Le Sahel, qui occupe le quart méridional du pays, s'étend
sur une bande d'environ 150 à 200 km de large. Il bénéficie
d'une humidité qui entretient une biodiversité dont la
richesse a été quelque peu réduite par la désertification
et des années de sécheresse.
La côte est sableuse et rectiligne dans ses parties méridionale
et centrale, et rocheuse à l'extrême nord du littoral (Cap
blanc). Entre la Baie du Lévrier et le Cap Timiris, elle alterne
des zones basses riches en gypse, des dunes et des pointes rocheuses.

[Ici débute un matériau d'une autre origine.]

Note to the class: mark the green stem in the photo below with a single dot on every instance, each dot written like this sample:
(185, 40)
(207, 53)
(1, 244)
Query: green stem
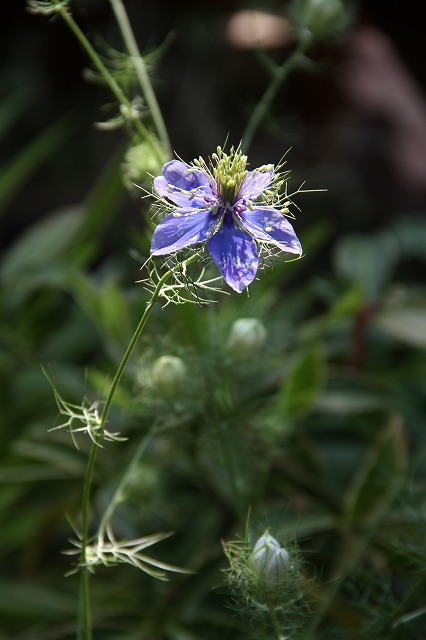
(84, 585)
(86, 620)
(108, 78)
(140, 68)
(119, 491)
(264, 103)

Le fleuve Sénégal, qui sépare les territoires mauritanien
et sénégalais, est le seul cours d'eau important. Il bénéficie,
à la saison des pluies, des apports de deux affluents : le Karakoro,
à la frontière sud-est avec le Mali, et le Gorgol, formé
par la jonction de deux petits cours d'eau qui prennent leur source
dans les contreforts du Tagant et de l'Assaba. Il existe quelques plans
d'eau pérennes dans la zone sahélienne, dont les plus
importants sont le lac R'Kiz, dans le Trarza et les lacs d'Aleg et de
Maal, dans la Brakna.
Le climat est fortement déterminé par les vents : l'alizé
maritime des Açores, l'alizé continental (plus connu sous
le nom d'harmatan) et les vents de mousson générés
par l'anticyclone de Sainte Hélène. Ce sont ces derniers
qui apportent les précipitations dont les hauteurs dépassent
à peine 600 mm dans le Guidimakha (sud-ouest), la partie la plus
humide du pays, alors que le Tiriss Zemour (extrême nord) reçoit
moins de 50 mm annuellement.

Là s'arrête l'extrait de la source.